Talk about a dire warning.
- There’s been talk of an impending recession for quite some time.
- It pays to gear up for an economic downturn, just in case.
- Shoring up your emergency fund and paying off debt can go a long way.
Today’s economy is going strong from a jobs perspective. But it’s also in a precarious place. Rising living costs are burdening consumers all over the country, and stock market turbulence is leaving a lot of people with less immediate liquidity, since cashing out investments now will likely mean taking a big loss.
The Federal Reserve is taking steps to quash inflation by imposing interest rate hikes. But some experts fear that will inevitably lead to an economic recession.
In fact, in a recent survey by The Conference Board, 68% of CEOs said they expect the actions on the part of the Fed to lead to a recession. And while it may not be the worst or most prolonged recession our country has ever seen, we could be in for a downturn nonetheless.
That’s something Americans ought to prepare for. Here’s how.
1. Shore up your emergency fund
Your emergency fund should have enough money to cover at least three full months of essential living expenses. If you don’t have that much in savings, it’s time to ramp up and start filtering more money into your bank account.
What’s more, if you only have three months’ worth of living costs in your savings account, you may want to sock away even more money to get closer to having enough cash for six months’ worth of bills. During a recession, job loss can escalate, and it’s important to be prepared for that possibility. Shoring up your emergency fund could put you in a position to ride out a wave of unemployment if that situation comes to be.
2. Pay off high interest debt
If you lose your job, having costly debt payments hanging over your head could put you in a really tight spot. That’s why it pays to do your best to pay off your debt, or at least whittle it down, before economic conditions take a turn for the worse.

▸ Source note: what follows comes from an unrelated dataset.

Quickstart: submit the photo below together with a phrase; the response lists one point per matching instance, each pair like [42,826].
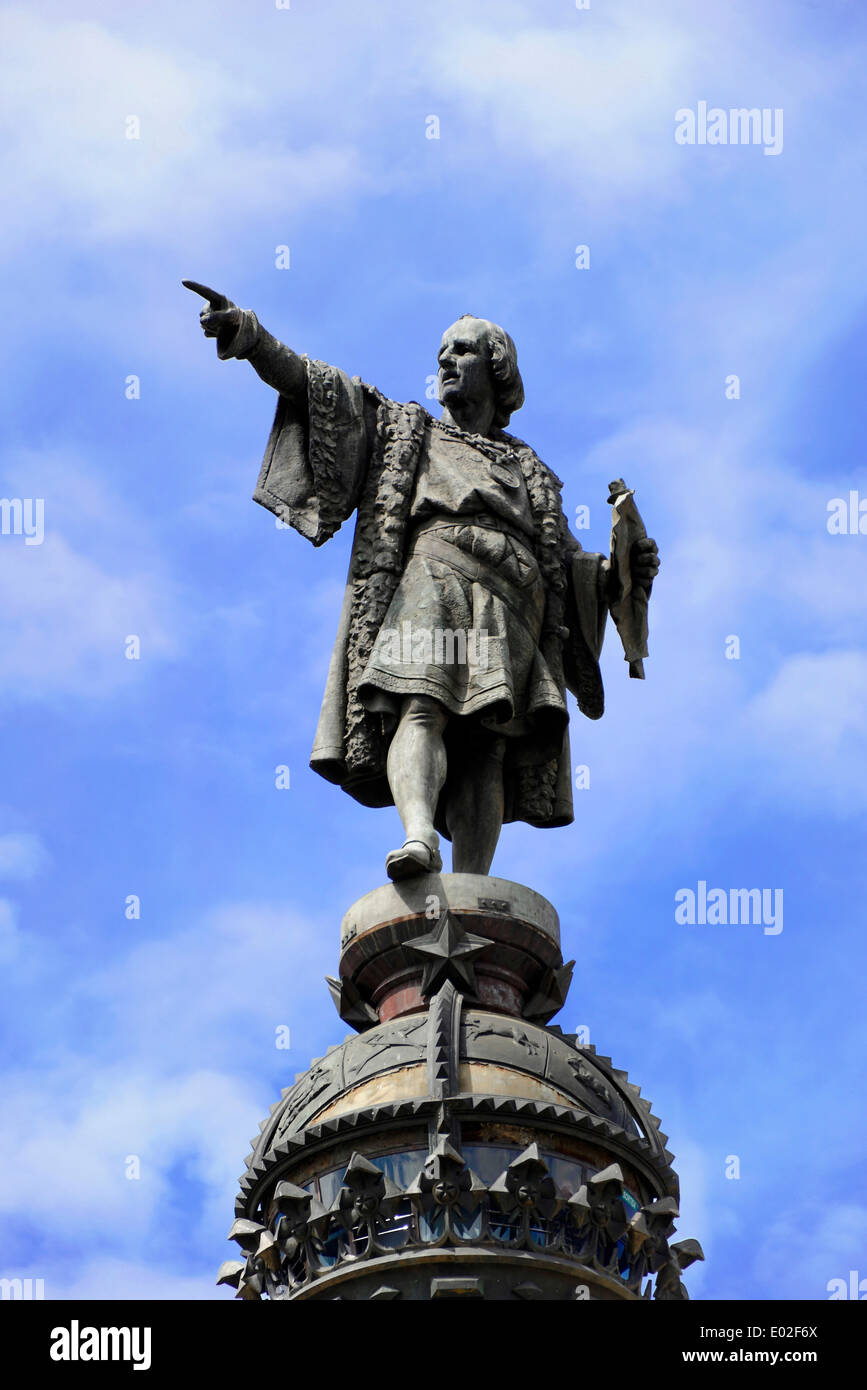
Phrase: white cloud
[68,93]
[21,855]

Plus, the Fed still has several interest rate hikes planned for this year, which means if you’re carrying a balance on your credit cards, your debt could become even more expensive. And so the sooner you pay it off, the less money you may end up losing to interest.
3. Get a backup income source
It’s a big misconception that if you lose your job, unemployment benefits will replace your missing paycheck. In reality, unemployment will only replace a portion of your lost wages, and if you’re a higher earner, that percentage may be quite small.
That’s why now may be a good time to secure a backup income source, whether it’s designing websites in your free time, becoming a math tutor, or walking dogs. Not only might the extra money help you boost your savings, but if you get into a groove with your side gig and then lose your primary job, you may have the option to ramp up and replace more of your income that way.
We don’t know if we’re headed for a recession, but the fact that so many CEOs think one is coming should serve as a warning. It never hurts to be prepared for an economic downturn, so even if you make the above moves and conditions don’t deteriorate, you’ll still wind up in a better place financially. And that’s not a bad thing at all.